When the scheduler needs more parallelism (an idle P with no M), it calls runtime.startm (runtime/proc.go):

startm()
  if mp == nil:
    newm(fn=nil, _p_=p)
      mp = allocm(_p_, fn)
      newm1(mp)
        // platform-specific
        newosproc(mp)

On Linux, newosproc calls clone(2) directly with carefully chosen flags. From runtime/os_linux.go:

func newosproc(mp *m) {
    stk := unsafe.Pointer(mp.g0.stack.hi)
    ret := retryOnEAGAIN(func() int32 {
        r := clone(cloneFlags, stk, unsafe.Pointer(mp), unsafe.Pointer(mp.g0), unsafe.Pointer(abi.FuncPCABI0(mstart)))
        if r >= 0 {
            return 0
        }
        return -r
    })
    if ret != 0 {
        // EAGAIN/EPERM — fatal
    }
}

Where cloneFlags is:

const cloneFlags = _CLONE_VM | _CLONE_FS | _CLONE_FILES | _CLONE_SIGHAND |
    _CLONE_SYSVSEM | _CLONE_THREAD

These flags mean:

Flag Meaning
CLONE_VM Share the parent's memory.
CLONE_FS Share filesystem info (cwd, root, umask).
CLONE_FILES Share the file descriptor table.
CLONE_SIGHAND Share signal handlers.
CLONE_SYSVSEM Share System V semaphores.
CLONE_THREAD The new task is in the same thread group as the caller — i.e., it's a thread, not a process.

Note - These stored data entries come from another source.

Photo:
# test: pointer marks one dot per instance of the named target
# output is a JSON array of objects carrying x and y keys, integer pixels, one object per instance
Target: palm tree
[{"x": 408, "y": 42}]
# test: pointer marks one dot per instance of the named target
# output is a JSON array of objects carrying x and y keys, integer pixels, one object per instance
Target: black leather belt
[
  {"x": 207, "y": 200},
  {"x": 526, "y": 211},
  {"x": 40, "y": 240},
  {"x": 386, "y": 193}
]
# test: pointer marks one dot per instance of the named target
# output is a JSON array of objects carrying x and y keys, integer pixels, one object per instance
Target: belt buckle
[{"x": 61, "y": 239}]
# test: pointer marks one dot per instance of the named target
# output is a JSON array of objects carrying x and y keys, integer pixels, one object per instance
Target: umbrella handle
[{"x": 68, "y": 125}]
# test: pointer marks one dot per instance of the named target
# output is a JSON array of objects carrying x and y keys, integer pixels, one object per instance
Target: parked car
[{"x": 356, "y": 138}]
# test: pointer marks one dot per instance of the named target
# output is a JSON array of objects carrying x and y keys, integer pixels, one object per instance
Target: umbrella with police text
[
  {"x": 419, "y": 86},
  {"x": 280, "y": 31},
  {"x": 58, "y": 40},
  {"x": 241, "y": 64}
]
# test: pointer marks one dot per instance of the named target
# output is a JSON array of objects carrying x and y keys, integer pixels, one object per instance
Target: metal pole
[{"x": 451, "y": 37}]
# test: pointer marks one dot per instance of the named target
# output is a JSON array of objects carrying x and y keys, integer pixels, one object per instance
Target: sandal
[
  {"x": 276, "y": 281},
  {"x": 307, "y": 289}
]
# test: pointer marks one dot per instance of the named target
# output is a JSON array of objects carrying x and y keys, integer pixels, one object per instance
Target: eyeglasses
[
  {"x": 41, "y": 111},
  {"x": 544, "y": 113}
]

This is the same set of flags glibc's pthread_create uses. From the kernel's perspective, the Go runtime is creating a POSIX thread.

The new M starts executing at mstart (assembly), which calls mstart0mstart1 → the M-main loop in schedule().


M States in the Runtime

An M (struct m in runtime/runtime2.go) carries dozens of fields. Key state variables:

Field Purpose
g0 The M's "system goroutine" — runs scheduler code, GC, stack growth. Has a large (~8 KB or more) stack on the OS thread.
curg The currently executing user goroutine on this M (or nil).
p The current P bound to this M (or nil if detached).
nextp A P to be associated when M resumes from syscall.
oldp Previous P, kept for hint when re-attaching.
spinning True if the M is actively looking for work (briefly burns CPU).
blocked True if the M is parked.
incgo True during a cgo call.
mLockProfile Tracks Lock contention for pprof.
lockedg If non-nil, this M is locked to lockedg (via LockOSThread).

M lifecycle states

Created (newosproc, mstart)
       |
       v
    Spinning  <----+
       |           |
       v           |
    Running G      |
       |           |
       +--> Syscall (enterSyscall)
       |        |
       |        v
       |     Detached from P
       |        |
       |        v (syscall returns)
       |     Re-attach or park
       |
       +--> Cgo call (similar to syscall)
       |
       +--> Park (no work, M-pool)
       |
       v
    Destroyed (rare; usually returned to M-pool)

The runtime keeps a free list of parked Ms in sched.midle. When the scheduler needs an M, it pulls from this list first; only if empty does it clone(2).


The entersyscall / exitsyscall Dance

The compiler inserts runtime.entersyscall and runtime.exitsyscall around each syscall. From runtime/proc.go:

func entersyscall() {
    reentersyscall(getcallerpc(), getcallersp())
}

func reentersyscall(pc, sp uintptr) {
    gp := getg()
    // ... save registers ...
    save(pc, sp)
    gp.syscallsp = sp
    gp.syscallpc = pc
    casgstatus(gp, _Grunning, _Gsyscall)

    if sched.sysmonwait.Load() {
        systemstack(entersyscall_sysmon)
    }

    pp := gp.m.p.ptr()
    pp.m = 0
    gp.m.oldp.set(pp)
    gp.m.p = 0
    atomic.Store(&pp.status, _Psyscall)
    // ... handoff logic ...
}

Key points:

  1. The G's status goes from _Grunning to _Gsyscall.
  2. The P's status goes to _Psyscall. It is still associated with this M's oldp, but the m.p field is cleared.
  3. If sysmonwait is set, the sysmon goroutine is woken — it will eventually hand off the P if the syscall takes too long.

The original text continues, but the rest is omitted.